Un jour, peu avant la Fête de la Mi-Automne, le patron s'appliquait à mettre ses comptes en ordre. Décrochant le tableau du mur, il dit soudain : « Cela fait longtemps que Kong Yiji ne s'est pas montré. Il doit toujours dix-neuf sapèques ! »Je réalisai que nous ne l'avions pas vu depuis tout un temps.
– Comment pourrait-il venir ? dit un client. On lui a cassé les jambes...
– Ah ! fit le patron.
– Il a encore volé. Mais, cette fois, il a été assez fou pour s'en prendre à M. Ding, le licencié. Comme si on pouvait s'en tirer avec celui-là !
– Et alors ?
– Alors ? Il a dû faire tout d'abord des aveux par écrit, puis il a été battu. Presque toute la nuit, même qu'il a eu les jambes brisées.
– Et ensuite ?
– Eh bien, ses jambes ont été brisées.
– Oui, mais après ?
– Après ? Qui sait ? Il est peut-être mort.
Le patron ne posa plus de questions et reprit lentement ses comptes.
Les fêtes terminées, le vent d'automne se fit plus froid avec chaque jour qui passait, l'hiver approchait. Je dus mettre ma veste ouatée et pourtant, j'étais toute la journée près du feu. Un après-midi, le débit était vide, j'étais assis, les yeux fermés, lorsque j'entendit dire :
– Mettez un bol de vin à chauffer !
La voix, fort basse, m'était familière. Je regardai, mais ne vis personne. Je me levai, lorgnai du côté de la porte : Kong Yiji était au pied du comptoir, assis, face à l'entrée. Le visage terreux et décharné, il était dans un état lamentable. Il portait une veste doublée qui était en loques et, jambes croisées, était installé sur une natte qu'une corde de paille attachait à ses épaules. Il me vit et reprit :
– Mettez un bol de vin à chauffer !
Le patron passa la tête au-dessus du comptoir :
– Est-ce vous, Kong Yiji ? Vous me devez toujours dixneuf sapèques !
– Cela... je le réglerai la prochaine fois, dit Kong Yiji en levant tristement la tête. Je paie comptant ; que le vin soit bon !
Le patron rit, comme toujours, et ajouta :
– Vous avez encore volé, Kong Yiji !
Et au lieu de se récrier comme d'habitude, Kong Yiji répondit simplement :
– Ne plaisantez pas !
– Plaisanter ? Si vous n'avez pas volé, pourquoi vous aurait-on brisé les jambes ?
– Cassées en tombant, dit Kong Yiji d'une voix sourde. En tombant, en tombant...
Ses yeux suppliaient le patron d'en rester là. Quelques personnes étaient arrivées entre-temps et tout le monde riait. Je chauffai le vin, allai le porter et le déposer sur le seuil. Il sortit quatre sapèques de la poche de sa veste en loques et les mit sur ma paume. Il avait dû s'aider de ses mains pour ramper jusque-là, car elles étaient couvertes de boue. Il but son vin et sous les rires et les remarques, s'éloigna lentement, en se traînant, à la force des poignets.
Beaucoup de temps passa sans que nous le vîmes.

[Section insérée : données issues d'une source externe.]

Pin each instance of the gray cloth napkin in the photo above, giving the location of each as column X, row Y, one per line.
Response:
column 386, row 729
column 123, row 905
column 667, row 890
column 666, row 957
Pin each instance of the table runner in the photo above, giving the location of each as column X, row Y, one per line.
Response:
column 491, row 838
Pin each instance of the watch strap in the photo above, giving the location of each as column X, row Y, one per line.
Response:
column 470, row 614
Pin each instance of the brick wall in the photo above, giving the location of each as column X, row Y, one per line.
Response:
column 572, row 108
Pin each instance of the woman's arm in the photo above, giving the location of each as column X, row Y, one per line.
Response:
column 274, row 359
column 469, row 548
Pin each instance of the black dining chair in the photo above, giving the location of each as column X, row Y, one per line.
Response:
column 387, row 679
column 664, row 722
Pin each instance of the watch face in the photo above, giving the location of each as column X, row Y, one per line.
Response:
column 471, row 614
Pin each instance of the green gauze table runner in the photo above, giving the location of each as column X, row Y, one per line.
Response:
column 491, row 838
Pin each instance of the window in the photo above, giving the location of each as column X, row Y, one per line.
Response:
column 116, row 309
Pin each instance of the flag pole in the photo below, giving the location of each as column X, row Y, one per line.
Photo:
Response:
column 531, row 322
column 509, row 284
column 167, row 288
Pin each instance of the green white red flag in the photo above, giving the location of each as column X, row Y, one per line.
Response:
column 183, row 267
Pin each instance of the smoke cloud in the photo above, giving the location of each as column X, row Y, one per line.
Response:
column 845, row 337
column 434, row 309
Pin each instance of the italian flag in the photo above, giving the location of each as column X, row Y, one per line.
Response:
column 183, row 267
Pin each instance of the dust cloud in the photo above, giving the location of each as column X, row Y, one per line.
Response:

A la fin de l'année, le patron décrocha le tableau et dit : « Kong Yiji doit toujours dix-neuf sapèques ! » A la Fête des Barques-dragons [2] de l'année suivante, il constata une fois de plus : « Kong Yiji doit toujours dix-neuf sapèques. » Mais à la Fête de la Mi-Automne, il ne dit plus rien. Et une autre année arriva sans que Kong Yiji eût donné signe de vie.
Je ne l'ai jamais revu. Oui, Kong Yiji doit être mort pour de bon.
Mars 1919
[1] Dans les Entretiens de Confucius ( Lun Yu ).
[2] Le 5 e jour du 5 e mois lunaire.